Une double-page très intéressante (p. 76-77) met ainsi en scène la manière dont se sont créés les liens étroits entre l’œuvre d’Aristote et celle Al-Jahiz le globuleux. L’exemple donné est celui du Livre des animaux et il permet à Tarid d’expliquer à Marwan (et au lecteur) le principe du doute scientifique, qui n’exclut pas pour autant le respect de l’œuvre antique : « On doit douter de tout, tout le temps, et surtout de ses propres observations et impressions. Lui-même a mis en doute l’enseignement d’Aristote, alors qu’il le vénère. Il le pousse dans ses retranchements, fait des recoupements. Ne prends rien pour acquis. Rien. » (p. 76) On trouve l’application de ce principe théorique plus loin. L’archiviste rapproche en effet, dans une autre séquence, le pré-socratique Anaximandre de Milet du poète andalou Abd Rabbih, l’auteur du Collier unique, qui vécut un siècle avant notre histoire. Mais la démonstration de la valeur d’un livre à son contenu (le savoir) plutôt qu’à son contenant (les couvertures ornées de pierres précieuses) provoque l’hilarité de son auditoire (le jeune garçon et sa grand-mère qui vendent des figues pour survivre), lorsque Tarid tente la lecture d’un passage qui fait du poisson l’origine de l’homme. L’extrait donné par Tarid est très proche de ce passage d’Hippolyte de Rome (ier s. apr. J.-C.), tiré des Philosophumena ou Réfutation de toutes les hérésies (I, 6) : « Les créatures vivantes naquirent de l’élément humide, quand il eut été évaporé par le soleil. L’homme était, au début, semblable à un autre animal, à savoir à un poisson. » Marwan est consterné et ne peut s’empêcher de signaler que cela n’a aucun sens et qu’en outre cela va à l’encontre des préceptes religieux, p. 163). Mais Tarid, appliquant le principe du doute scientifique d’Al-Jahiz, défend la nécessité de ne pas exclure l’hypothèse d’Anaximandre (p. 162), trouvant même un argument dans le fait que le fœtus in utero vit dans le liquide amniotique.
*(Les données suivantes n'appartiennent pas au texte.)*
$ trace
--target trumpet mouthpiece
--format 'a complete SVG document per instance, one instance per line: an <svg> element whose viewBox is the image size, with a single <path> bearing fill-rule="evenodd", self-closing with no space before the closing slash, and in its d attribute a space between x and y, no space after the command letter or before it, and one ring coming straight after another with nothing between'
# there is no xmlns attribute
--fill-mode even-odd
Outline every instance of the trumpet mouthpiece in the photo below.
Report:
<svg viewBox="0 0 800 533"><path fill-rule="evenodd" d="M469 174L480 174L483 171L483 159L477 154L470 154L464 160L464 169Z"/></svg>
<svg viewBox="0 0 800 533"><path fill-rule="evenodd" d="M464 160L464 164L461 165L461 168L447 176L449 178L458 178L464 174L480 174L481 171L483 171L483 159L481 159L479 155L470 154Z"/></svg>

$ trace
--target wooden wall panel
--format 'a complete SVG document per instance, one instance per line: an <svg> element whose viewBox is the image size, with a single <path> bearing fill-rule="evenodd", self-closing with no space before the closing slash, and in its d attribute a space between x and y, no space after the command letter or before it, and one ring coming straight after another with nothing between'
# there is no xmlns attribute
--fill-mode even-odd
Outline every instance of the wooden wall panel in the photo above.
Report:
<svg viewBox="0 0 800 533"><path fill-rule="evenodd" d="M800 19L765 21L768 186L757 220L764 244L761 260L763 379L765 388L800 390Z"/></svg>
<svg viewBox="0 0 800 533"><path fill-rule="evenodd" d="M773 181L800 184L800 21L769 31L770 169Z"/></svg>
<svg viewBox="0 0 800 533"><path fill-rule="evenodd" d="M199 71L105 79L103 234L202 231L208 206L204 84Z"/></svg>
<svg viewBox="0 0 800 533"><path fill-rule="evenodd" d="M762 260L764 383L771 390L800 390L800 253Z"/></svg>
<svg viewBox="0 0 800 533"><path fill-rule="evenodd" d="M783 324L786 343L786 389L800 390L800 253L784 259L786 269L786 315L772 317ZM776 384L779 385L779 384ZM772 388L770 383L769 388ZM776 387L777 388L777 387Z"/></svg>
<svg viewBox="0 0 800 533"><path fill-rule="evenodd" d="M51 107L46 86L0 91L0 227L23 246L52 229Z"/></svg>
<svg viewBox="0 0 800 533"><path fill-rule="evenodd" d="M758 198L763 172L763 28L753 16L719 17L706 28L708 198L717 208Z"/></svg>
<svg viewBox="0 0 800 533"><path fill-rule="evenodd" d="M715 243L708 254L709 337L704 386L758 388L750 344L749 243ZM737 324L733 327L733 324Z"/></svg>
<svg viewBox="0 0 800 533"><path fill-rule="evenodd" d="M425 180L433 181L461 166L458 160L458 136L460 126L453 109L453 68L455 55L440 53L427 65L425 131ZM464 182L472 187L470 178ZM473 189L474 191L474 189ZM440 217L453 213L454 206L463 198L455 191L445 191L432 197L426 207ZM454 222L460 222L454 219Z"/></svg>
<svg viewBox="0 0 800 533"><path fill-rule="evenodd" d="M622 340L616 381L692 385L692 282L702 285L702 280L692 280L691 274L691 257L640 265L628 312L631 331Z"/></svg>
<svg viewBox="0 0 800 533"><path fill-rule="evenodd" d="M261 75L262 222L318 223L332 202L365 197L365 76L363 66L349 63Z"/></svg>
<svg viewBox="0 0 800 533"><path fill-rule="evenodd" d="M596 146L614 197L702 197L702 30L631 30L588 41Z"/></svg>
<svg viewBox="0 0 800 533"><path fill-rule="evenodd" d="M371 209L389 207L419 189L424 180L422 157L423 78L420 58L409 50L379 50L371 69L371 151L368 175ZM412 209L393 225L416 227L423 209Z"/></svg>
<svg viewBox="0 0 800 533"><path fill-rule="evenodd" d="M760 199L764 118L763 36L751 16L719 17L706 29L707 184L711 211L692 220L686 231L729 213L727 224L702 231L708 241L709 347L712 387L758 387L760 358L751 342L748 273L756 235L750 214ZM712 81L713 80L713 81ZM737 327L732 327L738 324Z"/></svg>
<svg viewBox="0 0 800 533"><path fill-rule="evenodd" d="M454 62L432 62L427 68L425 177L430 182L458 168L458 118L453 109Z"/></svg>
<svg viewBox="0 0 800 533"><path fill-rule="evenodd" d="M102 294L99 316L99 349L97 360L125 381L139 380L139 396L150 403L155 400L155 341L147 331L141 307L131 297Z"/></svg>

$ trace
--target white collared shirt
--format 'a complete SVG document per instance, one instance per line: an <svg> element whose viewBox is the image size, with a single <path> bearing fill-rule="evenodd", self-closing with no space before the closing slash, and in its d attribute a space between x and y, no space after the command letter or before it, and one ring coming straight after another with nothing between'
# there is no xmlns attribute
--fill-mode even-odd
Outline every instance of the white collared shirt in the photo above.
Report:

Dans cet album, vous apprendrez grâce à Tarid comment étaient créées certaines encres des manuscrits. Il va en effet s’appuyer sur un passage d’Hippocrate pour faire une leçon de botanique à Marwan sur le κηκίδιον, ou galle du chêne, au hasard du passage d’une mouche (ἡ κηκίς, -ῖδος désignant aussi plus globalement une excroissance). Mais Lupano n’insère pas une digression sur la botanique pour elle-même : ce qui compte, c’est que l’anecdote a toute sa place par rapport au fond de l’histoire qui est la transmission difficile et aléatoire des savoirs. Tarid explique en effet que la galle du chêne broyée est un ingrédient majeur pour fabriquer l’encre la plus stable qui existe[4]. La transmission des œuvres est fragile puisque l’utilisation d’une autre encre peut en faire disparaître le contenu, quand bien même on aurait sauvé le « contenant » qu’est le livre. Mais lire La Bibliomule de Cordoue, c’est continuer cette chaîne fictionnelle de la connaissance.

 

[1] Pascal Buresi est directeur de recherche au CNRS, directeur d’études à l’EHESS et coordinateur scientifique d’un projet européen consacré à l’islam. Sur la période où se déroule l’histoire de la Biliomule, voir son article « Califat omeyyade de Cordoue - (repères chronologiques) », Encyclopædia Universalis.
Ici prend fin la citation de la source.